Verano aún, y de pensar en una sonrisa para pasar el calor, dar con el agua fresca, se detenga la ola amarilla del sudor y saber que lo mejor del sol es la sombra. Verano, de alargar los suspiros y darse un respiro con el espectáculo malva del atardecer desaparecido el astro rey tras el horizonte. Verano, que tiene su canto, con música de orilla de río, baño a la luz de la luna, salpicaduras de lozanía y cuando va camino de acabar, del recrearse con los colores del otoño que comienzan a brotar.
Y es, de vuelta de las vacaciones y un montón de libros, cuando todavía nos envuelve el calor y nos resistimos a abandonar divagaciones y ensueños, el momento en que se nos haga real el presente: un risco, contra el que nos estrellamos o giramos alrededor como Ulises despistados. Días del irremediable volver a las amenazas del cambio climático, de los ahogados por ilusos y lo confuso de los tinglados políticos.
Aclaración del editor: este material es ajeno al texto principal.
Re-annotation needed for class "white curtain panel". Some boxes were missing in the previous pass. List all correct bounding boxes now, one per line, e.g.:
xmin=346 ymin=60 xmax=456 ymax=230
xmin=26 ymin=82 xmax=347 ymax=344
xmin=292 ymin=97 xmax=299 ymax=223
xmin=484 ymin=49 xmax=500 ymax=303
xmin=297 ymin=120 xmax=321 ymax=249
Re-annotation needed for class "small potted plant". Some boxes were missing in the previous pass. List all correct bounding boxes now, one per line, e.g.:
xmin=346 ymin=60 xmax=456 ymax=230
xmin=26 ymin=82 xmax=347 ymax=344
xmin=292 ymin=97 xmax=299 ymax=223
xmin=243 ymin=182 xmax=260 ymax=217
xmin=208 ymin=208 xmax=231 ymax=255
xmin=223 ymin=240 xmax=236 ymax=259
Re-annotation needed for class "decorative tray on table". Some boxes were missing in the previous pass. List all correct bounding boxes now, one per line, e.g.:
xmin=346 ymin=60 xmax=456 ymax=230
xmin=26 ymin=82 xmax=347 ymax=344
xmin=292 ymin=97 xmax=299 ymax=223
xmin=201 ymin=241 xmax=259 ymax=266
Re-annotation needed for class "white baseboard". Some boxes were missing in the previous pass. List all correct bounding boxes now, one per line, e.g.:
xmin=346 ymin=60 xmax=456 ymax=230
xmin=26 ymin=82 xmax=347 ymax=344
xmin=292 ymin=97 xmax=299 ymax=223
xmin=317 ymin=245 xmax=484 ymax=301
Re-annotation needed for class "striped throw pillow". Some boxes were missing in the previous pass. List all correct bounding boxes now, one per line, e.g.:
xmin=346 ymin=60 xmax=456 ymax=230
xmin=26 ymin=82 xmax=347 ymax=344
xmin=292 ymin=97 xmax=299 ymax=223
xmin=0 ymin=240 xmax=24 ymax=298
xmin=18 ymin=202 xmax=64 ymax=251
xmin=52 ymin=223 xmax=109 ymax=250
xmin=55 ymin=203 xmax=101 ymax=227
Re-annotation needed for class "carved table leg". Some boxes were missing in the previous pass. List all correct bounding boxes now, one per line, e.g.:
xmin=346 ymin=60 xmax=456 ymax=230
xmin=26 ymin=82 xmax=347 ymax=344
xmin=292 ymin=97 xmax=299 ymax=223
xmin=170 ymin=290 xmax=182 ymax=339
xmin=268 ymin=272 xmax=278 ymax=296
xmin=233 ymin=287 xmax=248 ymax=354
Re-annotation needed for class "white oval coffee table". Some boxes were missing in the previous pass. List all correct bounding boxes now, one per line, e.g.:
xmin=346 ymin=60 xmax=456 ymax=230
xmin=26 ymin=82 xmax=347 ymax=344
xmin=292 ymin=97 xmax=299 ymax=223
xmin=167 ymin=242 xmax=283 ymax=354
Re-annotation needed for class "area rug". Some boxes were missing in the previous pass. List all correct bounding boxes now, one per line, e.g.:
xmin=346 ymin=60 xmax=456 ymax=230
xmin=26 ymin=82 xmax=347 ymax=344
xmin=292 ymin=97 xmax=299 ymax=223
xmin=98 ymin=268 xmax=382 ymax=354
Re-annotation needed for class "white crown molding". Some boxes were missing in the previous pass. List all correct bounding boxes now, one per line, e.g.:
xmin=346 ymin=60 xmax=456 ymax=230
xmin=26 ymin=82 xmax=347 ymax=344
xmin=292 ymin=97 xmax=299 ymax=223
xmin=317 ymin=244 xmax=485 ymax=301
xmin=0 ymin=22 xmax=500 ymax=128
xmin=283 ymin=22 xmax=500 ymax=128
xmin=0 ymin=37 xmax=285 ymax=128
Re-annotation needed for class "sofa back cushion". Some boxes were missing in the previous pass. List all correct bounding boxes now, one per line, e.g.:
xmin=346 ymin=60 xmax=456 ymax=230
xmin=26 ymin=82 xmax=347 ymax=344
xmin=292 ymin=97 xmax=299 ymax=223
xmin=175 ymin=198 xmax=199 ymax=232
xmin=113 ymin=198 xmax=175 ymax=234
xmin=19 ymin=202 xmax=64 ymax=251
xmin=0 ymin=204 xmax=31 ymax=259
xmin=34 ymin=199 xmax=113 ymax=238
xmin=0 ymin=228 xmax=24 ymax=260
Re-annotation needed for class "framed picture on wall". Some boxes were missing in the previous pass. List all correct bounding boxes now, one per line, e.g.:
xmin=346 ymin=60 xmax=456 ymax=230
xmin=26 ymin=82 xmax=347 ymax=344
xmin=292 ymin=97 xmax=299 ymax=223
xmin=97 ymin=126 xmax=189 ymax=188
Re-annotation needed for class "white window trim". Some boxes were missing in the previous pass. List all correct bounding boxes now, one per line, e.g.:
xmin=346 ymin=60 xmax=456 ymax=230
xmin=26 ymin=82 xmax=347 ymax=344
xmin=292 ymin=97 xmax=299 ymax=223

El viaje de lo cotidiano es largo, y para recorrerlo aliviados, cumple conservemos un trozo del cielo que disfrutamos, de la sombrilla que nos protegió del sol y de una dorada tarde de enamorados. Bueno es hacerlo sosegados y en la cabeza lo que invite al optimismo. Nada de amanecer antes que despunte el sol, coger el teléfono preocupados porque nos llama el “jefe” y de lo acelerados que vamos nos tropecemos y caigamos.
Que conste que, aunque no estemos de vacaciones seguimos teniendo tiempo libre, hay trinos de aves en las ramas de los árboles y con lo que tenemos nos bastan para componer el mundo del color que requiramos.